As the 15-page spread in the May, 2012 issue of French Jazz Magazine demonstrated, Andy Emler is a Frenchman with a special gift. Not only a creative composer and arranger, as well as a broadly talented keyboardist, he is the man who has found ways to harness the redoubtable creative energies of his notoriously temperamental countrymen in a large, though not quite big, band. And he's done this for over 20 years. What's more, these fellow Frenchmen include some of the most musically adventurous and colorful on the French jazz scene.
The band is MegaOctet, and the title of the latest album, E total, is a thinly veiled tribute to Emler himself. As a double-CD release that also includes a 20-minute video clip shot during the recording, this is testimony, in itself, to the band's popularity in Europe, justifying this lavishly presented product. The sixth of Emler's output with the band, the title also refers to an approach (could it be total ecstasy?), as well as the key of all seven of these extended pieces.

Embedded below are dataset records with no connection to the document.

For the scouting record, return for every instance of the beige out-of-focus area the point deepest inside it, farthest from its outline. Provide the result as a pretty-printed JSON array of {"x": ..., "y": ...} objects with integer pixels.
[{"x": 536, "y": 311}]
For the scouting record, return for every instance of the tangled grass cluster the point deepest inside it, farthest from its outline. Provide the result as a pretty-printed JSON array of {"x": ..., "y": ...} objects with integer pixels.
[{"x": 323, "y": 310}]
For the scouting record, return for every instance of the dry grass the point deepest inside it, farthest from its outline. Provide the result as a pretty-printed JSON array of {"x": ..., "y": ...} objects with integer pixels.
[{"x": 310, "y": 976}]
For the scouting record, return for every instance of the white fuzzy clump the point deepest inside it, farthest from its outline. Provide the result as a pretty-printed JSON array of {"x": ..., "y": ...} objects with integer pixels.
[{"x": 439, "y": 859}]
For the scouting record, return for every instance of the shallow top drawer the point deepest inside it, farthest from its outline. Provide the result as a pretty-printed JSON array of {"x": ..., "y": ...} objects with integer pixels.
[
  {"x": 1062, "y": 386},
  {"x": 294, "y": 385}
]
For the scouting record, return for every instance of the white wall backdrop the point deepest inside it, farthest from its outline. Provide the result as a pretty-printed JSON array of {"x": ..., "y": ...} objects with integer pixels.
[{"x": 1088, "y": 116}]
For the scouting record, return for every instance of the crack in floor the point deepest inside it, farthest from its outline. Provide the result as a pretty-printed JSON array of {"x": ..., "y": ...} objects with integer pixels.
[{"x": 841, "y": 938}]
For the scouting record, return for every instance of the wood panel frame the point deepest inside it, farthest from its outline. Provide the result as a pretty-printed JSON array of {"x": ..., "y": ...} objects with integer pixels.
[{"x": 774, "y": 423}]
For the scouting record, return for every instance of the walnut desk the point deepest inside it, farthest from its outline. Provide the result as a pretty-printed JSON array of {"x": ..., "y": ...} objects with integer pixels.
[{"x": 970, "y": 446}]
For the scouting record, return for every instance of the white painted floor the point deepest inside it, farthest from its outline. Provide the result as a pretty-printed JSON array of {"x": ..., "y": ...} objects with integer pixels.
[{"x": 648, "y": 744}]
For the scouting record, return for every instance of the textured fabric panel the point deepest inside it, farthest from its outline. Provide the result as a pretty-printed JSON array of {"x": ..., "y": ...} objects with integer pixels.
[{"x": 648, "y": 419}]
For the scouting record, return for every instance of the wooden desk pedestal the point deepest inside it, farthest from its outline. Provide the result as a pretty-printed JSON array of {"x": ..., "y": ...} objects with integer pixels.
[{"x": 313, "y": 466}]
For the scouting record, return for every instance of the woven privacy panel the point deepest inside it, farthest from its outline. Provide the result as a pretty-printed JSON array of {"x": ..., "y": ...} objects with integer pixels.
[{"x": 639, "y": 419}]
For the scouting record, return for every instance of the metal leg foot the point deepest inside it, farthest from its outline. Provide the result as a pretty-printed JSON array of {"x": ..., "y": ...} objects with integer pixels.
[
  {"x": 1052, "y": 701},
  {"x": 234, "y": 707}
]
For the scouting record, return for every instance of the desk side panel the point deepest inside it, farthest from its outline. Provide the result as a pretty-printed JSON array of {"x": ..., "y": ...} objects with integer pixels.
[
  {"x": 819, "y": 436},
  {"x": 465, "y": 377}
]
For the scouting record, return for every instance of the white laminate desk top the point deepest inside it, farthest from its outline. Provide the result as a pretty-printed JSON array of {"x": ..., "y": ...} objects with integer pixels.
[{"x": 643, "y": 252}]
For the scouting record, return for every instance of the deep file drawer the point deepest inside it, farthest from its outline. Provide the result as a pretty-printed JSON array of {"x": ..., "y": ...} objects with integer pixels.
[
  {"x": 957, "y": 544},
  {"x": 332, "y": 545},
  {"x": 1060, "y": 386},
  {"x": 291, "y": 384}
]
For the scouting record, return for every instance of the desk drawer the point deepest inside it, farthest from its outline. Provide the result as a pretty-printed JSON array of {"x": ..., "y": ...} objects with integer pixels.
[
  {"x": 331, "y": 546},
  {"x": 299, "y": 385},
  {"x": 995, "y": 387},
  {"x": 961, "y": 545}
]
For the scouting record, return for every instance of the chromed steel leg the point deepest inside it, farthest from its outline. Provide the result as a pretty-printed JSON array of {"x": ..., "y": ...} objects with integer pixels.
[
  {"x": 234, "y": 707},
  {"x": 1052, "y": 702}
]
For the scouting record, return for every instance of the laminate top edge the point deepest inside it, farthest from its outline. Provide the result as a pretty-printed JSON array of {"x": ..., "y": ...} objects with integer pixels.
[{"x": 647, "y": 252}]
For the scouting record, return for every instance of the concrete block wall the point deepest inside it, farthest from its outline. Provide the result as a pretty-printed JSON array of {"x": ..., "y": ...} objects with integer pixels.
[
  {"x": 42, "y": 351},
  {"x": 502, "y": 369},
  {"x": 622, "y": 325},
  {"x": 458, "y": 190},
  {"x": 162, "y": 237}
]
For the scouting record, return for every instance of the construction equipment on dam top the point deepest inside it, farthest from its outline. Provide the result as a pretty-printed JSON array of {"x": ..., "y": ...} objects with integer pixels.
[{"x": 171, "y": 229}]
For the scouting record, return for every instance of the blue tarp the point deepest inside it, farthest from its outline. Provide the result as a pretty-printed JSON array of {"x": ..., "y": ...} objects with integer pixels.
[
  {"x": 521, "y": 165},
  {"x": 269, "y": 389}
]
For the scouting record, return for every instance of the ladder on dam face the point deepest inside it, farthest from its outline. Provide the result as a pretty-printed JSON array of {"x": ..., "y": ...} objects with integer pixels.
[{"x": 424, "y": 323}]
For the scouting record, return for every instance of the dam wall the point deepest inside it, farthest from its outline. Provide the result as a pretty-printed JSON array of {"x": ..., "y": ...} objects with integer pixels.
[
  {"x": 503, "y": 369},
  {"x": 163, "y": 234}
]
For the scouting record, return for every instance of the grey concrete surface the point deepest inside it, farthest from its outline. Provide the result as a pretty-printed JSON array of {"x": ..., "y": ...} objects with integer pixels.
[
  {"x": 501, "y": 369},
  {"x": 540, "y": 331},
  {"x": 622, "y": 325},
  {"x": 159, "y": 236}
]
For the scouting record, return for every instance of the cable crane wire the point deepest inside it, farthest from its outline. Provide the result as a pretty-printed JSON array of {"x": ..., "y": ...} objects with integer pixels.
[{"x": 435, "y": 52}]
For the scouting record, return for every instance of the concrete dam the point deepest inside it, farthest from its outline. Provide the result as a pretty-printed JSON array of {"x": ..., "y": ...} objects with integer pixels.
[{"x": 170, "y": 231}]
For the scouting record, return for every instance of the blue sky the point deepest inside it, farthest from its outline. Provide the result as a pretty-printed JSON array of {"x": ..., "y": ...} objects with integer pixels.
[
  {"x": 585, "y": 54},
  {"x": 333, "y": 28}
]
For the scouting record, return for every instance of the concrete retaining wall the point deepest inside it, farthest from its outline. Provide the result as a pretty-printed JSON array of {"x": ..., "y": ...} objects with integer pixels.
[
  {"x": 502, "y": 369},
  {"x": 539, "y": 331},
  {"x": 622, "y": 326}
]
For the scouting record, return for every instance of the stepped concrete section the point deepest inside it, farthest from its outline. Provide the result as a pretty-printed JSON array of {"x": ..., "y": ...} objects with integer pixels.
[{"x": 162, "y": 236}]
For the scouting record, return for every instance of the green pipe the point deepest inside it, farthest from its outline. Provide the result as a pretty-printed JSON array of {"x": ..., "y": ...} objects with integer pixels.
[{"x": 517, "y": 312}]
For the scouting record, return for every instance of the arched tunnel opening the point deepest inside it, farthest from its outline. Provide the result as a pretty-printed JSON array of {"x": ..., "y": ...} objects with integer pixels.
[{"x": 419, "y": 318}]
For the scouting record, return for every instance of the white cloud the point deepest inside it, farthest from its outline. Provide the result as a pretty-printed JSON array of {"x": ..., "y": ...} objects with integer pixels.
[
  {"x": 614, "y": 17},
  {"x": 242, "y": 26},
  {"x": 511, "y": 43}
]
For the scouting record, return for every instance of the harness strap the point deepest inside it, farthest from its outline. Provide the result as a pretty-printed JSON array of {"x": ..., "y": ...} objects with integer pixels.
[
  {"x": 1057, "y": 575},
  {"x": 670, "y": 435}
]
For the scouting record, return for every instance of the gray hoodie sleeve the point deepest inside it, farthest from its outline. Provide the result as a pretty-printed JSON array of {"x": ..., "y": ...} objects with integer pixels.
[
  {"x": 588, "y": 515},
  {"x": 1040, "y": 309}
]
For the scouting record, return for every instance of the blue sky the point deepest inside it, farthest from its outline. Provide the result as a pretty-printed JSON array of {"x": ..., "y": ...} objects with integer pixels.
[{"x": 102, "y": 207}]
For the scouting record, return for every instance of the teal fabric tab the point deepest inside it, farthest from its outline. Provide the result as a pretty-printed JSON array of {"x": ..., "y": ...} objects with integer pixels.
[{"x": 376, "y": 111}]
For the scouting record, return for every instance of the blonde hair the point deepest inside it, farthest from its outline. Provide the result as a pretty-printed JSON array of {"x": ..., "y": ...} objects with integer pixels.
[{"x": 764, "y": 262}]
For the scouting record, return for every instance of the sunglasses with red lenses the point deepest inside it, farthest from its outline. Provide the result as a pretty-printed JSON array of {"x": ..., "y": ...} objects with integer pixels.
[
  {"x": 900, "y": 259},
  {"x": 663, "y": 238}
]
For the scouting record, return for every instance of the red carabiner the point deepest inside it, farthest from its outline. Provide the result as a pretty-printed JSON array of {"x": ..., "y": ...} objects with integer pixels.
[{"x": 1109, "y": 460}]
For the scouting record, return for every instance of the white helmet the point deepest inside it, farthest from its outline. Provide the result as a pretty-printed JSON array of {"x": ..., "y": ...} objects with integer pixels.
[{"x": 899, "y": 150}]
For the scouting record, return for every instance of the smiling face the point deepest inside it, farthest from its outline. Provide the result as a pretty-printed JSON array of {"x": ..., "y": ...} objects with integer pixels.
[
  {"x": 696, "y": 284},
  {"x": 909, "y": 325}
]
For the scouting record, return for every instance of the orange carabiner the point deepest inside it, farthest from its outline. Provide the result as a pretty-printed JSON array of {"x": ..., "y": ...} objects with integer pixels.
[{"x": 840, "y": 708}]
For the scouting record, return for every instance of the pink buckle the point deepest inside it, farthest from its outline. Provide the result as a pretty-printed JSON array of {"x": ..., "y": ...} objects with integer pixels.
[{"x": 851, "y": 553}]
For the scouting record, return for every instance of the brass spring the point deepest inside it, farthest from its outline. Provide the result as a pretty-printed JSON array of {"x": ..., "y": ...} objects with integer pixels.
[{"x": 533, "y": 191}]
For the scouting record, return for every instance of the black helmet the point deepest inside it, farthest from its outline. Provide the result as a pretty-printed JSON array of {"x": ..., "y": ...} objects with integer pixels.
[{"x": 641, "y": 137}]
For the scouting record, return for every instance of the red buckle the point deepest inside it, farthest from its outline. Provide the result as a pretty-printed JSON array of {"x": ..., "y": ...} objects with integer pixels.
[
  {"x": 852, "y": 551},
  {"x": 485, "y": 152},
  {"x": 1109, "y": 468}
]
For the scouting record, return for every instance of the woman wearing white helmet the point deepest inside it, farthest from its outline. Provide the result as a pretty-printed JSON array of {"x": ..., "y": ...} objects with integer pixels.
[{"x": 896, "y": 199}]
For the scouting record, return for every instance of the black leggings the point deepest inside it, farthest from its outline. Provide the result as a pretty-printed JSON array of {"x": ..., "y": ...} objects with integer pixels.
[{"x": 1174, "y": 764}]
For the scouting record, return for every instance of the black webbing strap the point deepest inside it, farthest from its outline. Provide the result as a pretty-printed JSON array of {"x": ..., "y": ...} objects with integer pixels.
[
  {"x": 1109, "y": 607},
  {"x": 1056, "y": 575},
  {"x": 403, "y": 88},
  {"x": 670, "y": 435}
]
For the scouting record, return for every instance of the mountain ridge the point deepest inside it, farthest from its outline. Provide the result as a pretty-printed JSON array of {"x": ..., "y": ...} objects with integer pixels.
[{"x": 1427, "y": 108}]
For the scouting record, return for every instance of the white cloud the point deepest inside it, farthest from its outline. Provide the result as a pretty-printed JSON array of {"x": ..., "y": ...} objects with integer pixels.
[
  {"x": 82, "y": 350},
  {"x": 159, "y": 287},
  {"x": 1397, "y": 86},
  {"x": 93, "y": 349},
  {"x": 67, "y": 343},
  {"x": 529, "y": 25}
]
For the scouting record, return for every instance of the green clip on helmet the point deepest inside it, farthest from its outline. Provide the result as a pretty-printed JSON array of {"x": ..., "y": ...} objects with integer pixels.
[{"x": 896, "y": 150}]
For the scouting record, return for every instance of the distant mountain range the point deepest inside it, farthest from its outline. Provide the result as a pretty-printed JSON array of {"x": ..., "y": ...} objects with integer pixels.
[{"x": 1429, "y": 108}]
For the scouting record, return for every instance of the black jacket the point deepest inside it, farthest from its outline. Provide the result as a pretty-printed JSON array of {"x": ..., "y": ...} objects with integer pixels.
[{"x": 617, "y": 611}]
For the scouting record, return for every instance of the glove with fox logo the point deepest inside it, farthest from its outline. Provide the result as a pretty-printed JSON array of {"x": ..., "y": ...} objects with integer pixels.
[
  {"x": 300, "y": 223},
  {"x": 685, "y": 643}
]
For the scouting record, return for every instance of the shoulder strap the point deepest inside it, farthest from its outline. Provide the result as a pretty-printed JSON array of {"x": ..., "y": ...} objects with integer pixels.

Emler's compositions seem to develop in an almost ramshackle way, with his piano providing the coremainly rhythmic bass runs, over and around which the various brass and reed combinations weave counter themes and variations. Typically the resulting crescendo is cacophonous but coherent, and unlike his former mentor Frank Zappa, Emler's pieces usually reach a final resolution of some sort. The tuba may growl, the front line yap and flurry, but around the piano the pieces bound and tiptoe towards a final, sharply punctuated conclusion. "Superfrigo" on the second disc is a classic example.
The pleasure of this album, though, is not so much the assured skill of the individual musicians as the variety of the listening experience. The title track is a good example, starting with eerie screams from a bowed cymbal, evolving into a spiraling piano theme before establishing a driving overture with pounding bass line and caroling brass and reeds. From here, the piece explores the original theme with all the energy of its nine participants, before a final staccato attack segues into a bemused babble of spoken commentary. It looks incomprehensible seen written in black and white but, to ears already attuning to the next haunting opening theme on bowed bass and flute, the mix of melody, mischief and emotion make almost perfect sense.
CD1: Good games; E total; Father Tom; Shit Happens; Start Peace. CD2: Superfrigo; Mirrors.
Andy Emler: Piano; Laurent Blondiau: trumpet, bugle; Laurent Dehors: tenor and soprano saxophones, clarinets; Thomas de Pourquery: saxophone and vocals; Philippe Sellam: alto saxophone; François Thuillier: tuba; Claude Tchamitchian: double bass; Eric Echampard: drums; François Verly: marimbas, tablas, percussion.